Lunar Sacrament of Conciliation
The silences of the Moon never grow familiar.
Father Reyes y Pastor was standing on the lunar surface in the graveyard, hands folded and hood bowed, three score and more tall steles marking the burial mounds looming above him, when something touched his shoulder. He expected to hear a footstep when someone come up behind him, and no amount of time on the surface could undo that ingrained and inherited expectation from his nervous system.
His surprise carried him a dozen yards.
Reyes vented air from his wrists and boots to soften his fall. The deceptive elfin gravity did not make a tumble any less dangerous; a man fell at one sixth the acceleration as on earth, but a cut or bruise to the suit could be disastrous.

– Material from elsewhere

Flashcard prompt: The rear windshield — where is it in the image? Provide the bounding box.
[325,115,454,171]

He landed in a crouch, and the dust formed a curtain about him. In the gloom he saw a hooded shape among the steles, dark in an Hermetic garb, masked against the vacuum, but wearing the tabard of the Senior Landing Party Member, and the gleaming number 2. It was Del Azarchel, and he held up a hand in the sign for radio silence, all four fingers touching the thumb in a not-quite-closed fist, and the attention light from his chest was focused on the glove, making it visible.
Two weeks had passed since last they met, and the time was dusk, and so the sun was setting over the eastern rim of the crater-wall. (By a convention older than Galileo, on the Moon, the direction of sunrise was the west.) The setting sun was neither reddened nor flattened, there being no atmospheric diffraction here. The floor of the crater was filled with shadow black as ink, but the cliff walls and peaks to the east were dazzling like magnesium flame, and this lightscatter was enough to make out the silhouette among the steles.
Del Azarchel hopped toward him in eerie silence, clouds of white dust rising and falling with abrupt vertical motion in the airlessness at each footstep.
Reyes y Pastor waited, still in a crouch, his gauntlets touching the gritty surface beneath him, shockingly cold now that the sun no longer shined directly on it. He looked at the approaching figure, clicking his goggles through several energy bands and interpretative sequences, as if that would reveal some clue. No one came outside the base environs without cause, no more than a crewman would disembark from a submarine. Reyes wondered if he had been blamed for some terrible failure of the Great Work, and was now to be murdered. Was there another cause for such secrecy and solitude? But no: had not Reyes been promised the Eighth Millenium to reshape mankind? Del Azarchel would not rescind his promises.
Reyes y Pastor resigned himself. He simply could not understand the workings of the mind of the someone whose intelligence was between fifty and one hundred points higher than his.
Del Azarchel drew out a wire and extended it toward him. It was a phone wire. Reyes plugged in. Del Azarchel’s voice was tinny, and seemed to come from behind him.
“Forgive me, Father, for I have sinned. It has been two hundred eighty five years since my last confession.”
And with these words, the dark figure sank to his knees onto the sub-zero lunar surface.